Par Fabien Abitbol 

Dans un passé récent, imaginez une seconde que Philippe Couillard n’ait pas pu être premier ministre du Québec et Justin Trudeau, premier ministre du Canada uniquement à cause de leur ascendance… Ça vous semble farfelu ? C’est pourtant ce que les moins de 54 % des Gabonais·e·s qui ont voté le samedi 16 novembre ont décidé à plus de 91 %. 

On savait cette année 2024 très dense en élections. Rien que l’Inde, l’Europe et les États-Unis, ça représente déjà du monde. Mais il y a eu des surprises (des bonnes, et des moins bonnes en matière d’avortement aux États-Unis). 

La surprise du chef nous est venue en novembre du Gabon. Après plus de 41 ans de présidence de Omar Bongo, cette ancienne colonie française avait été présidée par Ali Bongo (fils du défunt) qui en était à presque 14 ans de présidence lorsqu’il s’est fait renverser par un coup d’État le 30 août 2023, quatre jours après les élections. 

Dorénavant, pour être candidat·e à l’élection présidentielle, il faudra : 

  • être né•e Gabonais•e d’au moins un parent gabonais•, lui-même né Gabonais•e (le « de souche » s’incruste) 
  • être marié•e à un•e Gabonais•e, d’au moins un parent gabonais né lui-même gabonais 
  • ne pas avoir d’autre nationalité depuis au moins trois ans (au Québec une telle clause aurait éliminé Philippe Couillard : il était Français) 
  • avoir résidé au Gabon au moins les trois années précédant l’élection, sans discontinuer 
  • avoir entre 35 et 70 ans 
  • être marié à un Gabonais de sexe opposé (exclusion des homosexuels) 
  • jouir de ses droits civiques (c’est la moindre des choses) 
  • être en bonne santé physique et mentale (alors qu’un autre article de la constitution dit que les personnes handicapées ont les mêmes droits que les autres). 

Le mandat présidentiel reste fixé à sept ans, mais il devient impossible de faire plus de deux mandats. 
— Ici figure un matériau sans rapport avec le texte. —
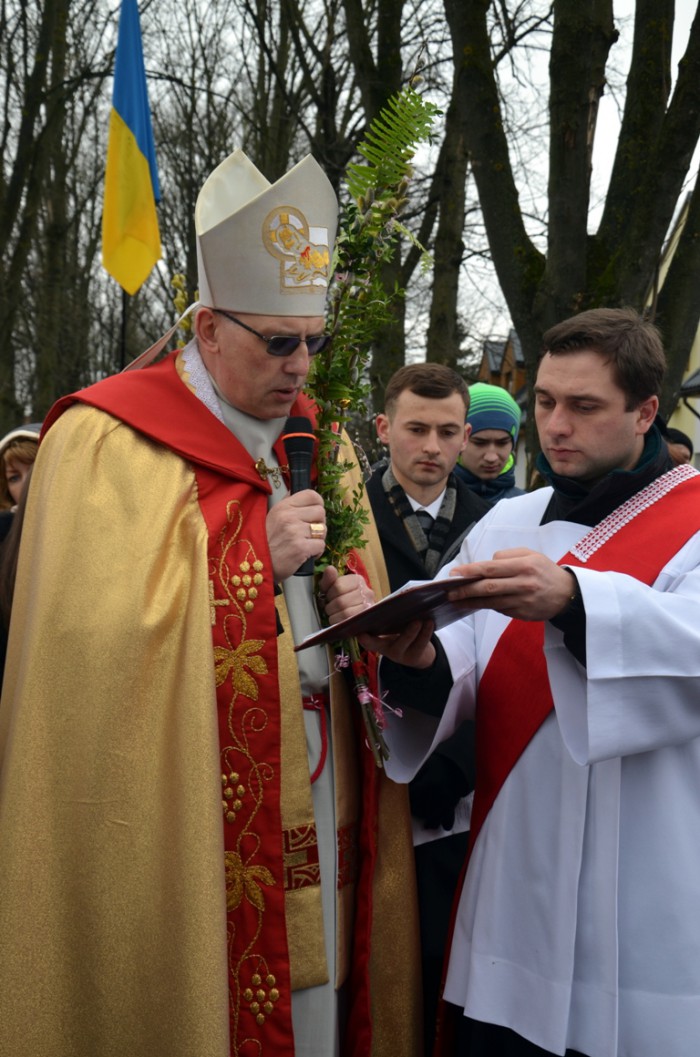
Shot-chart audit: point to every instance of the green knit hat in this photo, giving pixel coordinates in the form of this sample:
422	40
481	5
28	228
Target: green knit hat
491	407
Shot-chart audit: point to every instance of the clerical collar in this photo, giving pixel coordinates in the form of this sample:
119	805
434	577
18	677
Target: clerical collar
433	508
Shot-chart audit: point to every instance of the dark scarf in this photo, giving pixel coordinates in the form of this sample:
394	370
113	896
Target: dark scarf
573	501
428	548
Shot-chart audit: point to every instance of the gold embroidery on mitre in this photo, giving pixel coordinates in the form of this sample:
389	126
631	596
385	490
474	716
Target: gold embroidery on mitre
304	261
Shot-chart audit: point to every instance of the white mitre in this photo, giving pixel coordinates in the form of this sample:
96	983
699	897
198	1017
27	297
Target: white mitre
261	248
265	248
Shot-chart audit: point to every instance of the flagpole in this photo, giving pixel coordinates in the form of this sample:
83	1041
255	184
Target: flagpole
123	331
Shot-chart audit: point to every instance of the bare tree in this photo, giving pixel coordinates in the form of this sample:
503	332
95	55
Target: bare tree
615	264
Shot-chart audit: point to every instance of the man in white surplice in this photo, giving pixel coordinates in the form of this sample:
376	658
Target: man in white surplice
577	927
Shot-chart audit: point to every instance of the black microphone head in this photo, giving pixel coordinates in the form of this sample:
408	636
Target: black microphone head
298	436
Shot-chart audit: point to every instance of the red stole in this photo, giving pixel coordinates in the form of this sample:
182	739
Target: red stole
234	502
514	696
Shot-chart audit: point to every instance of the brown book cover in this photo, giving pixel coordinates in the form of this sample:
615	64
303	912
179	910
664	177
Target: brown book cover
422	600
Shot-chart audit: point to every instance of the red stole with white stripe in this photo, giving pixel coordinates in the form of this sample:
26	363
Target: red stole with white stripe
514	697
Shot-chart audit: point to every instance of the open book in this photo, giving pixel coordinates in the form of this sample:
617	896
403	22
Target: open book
417	600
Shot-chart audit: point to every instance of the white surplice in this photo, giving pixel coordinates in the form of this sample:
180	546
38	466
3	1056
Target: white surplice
578	924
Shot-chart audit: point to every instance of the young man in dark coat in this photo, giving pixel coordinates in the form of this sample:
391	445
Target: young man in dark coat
422	512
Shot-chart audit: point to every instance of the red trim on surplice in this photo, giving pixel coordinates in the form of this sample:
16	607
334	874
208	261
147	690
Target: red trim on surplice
514	697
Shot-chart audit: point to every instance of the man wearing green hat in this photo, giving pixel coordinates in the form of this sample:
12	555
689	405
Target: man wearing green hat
487	462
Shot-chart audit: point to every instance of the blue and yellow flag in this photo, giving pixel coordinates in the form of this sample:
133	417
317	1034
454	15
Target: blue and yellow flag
131	242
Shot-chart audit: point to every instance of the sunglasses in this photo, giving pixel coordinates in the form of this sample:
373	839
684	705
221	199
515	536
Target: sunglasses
283	345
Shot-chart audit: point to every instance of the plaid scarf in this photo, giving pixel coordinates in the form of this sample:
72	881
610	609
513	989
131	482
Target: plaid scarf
429	548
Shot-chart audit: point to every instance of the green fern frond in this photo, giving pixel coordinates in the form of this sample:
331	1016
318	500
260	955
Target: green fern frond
390	143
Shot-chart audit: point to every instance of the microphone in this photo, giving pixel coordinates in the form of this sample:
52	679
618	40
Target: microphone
298	440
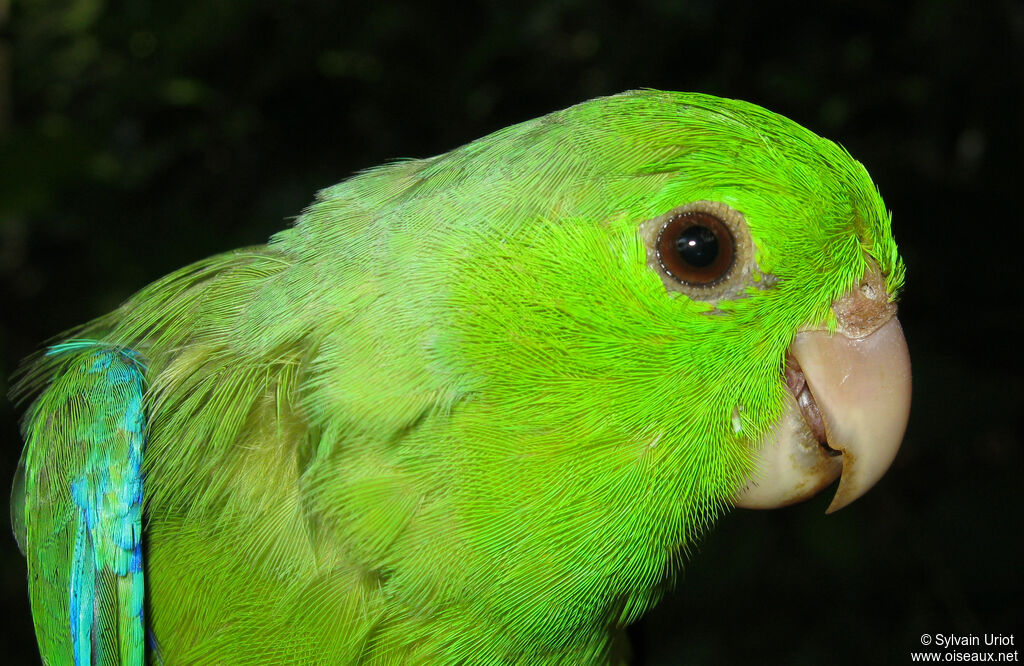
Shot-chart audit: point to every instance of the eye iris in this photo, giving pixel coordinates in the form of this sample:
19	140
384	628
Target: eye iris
697	246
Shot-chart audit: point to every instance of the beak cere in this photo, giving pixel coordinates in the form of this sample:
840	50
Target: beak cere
848	406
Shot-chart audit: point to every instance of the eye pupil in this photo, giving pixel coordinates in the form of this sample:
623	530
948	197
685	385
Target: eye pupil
697	246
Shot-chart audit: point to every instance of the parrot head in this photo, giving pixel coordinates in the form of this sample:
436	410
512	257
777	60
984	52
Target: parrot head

L’épouse et les enfants du président ne peuvent pas se présenter. Au Gabon, il y a eu la famille Bongo père et fils, et au Canada, la famille Trudeau père et fils. 

Seul le couple hétérosexuel est reconnu. Toutefois, certains textes méritent des éclaircissements, notamment par rapport à la famille hétéronormée. Il est impossible de dire avec certitude ce qu’il adviendra des personnes homosexuelles. Ali Bongo avait dépénalisé l’homosexualité, mais Affaires mondiales Canada prévient que cette pratique n’est pas socialement acceptable. 

Il n’y a plus de premier ministre, mais un vice-président du gouvernement. 

La nouvelle constitution maintient le français comme langue officielle, et Libreville comme capitale. 

Le service militaire est obligatoire. 

Dans les 173 articles de la nouvelle constitution, une série de droits et de devoirs sont reconnus aux citoyen·ne·s, certains devant être définis par la loi ordinaire. Par exemple, la nouvelle constitution consacre le droit à la propriété privée aux Gabonaises et Gabonais. Toutefois, elle ne précise rien pour les résident·e·s étranger·ère·s et les sociétés étrangères. On ne sait donc pas à l’heure actuelle si « Gabonais » se réfère à la citoyenneté à la résidence ou autre. À titre d’exemple, il est présentement interdit à certaines personnes non canadiennes d’acheter de l’immobilier au Canada.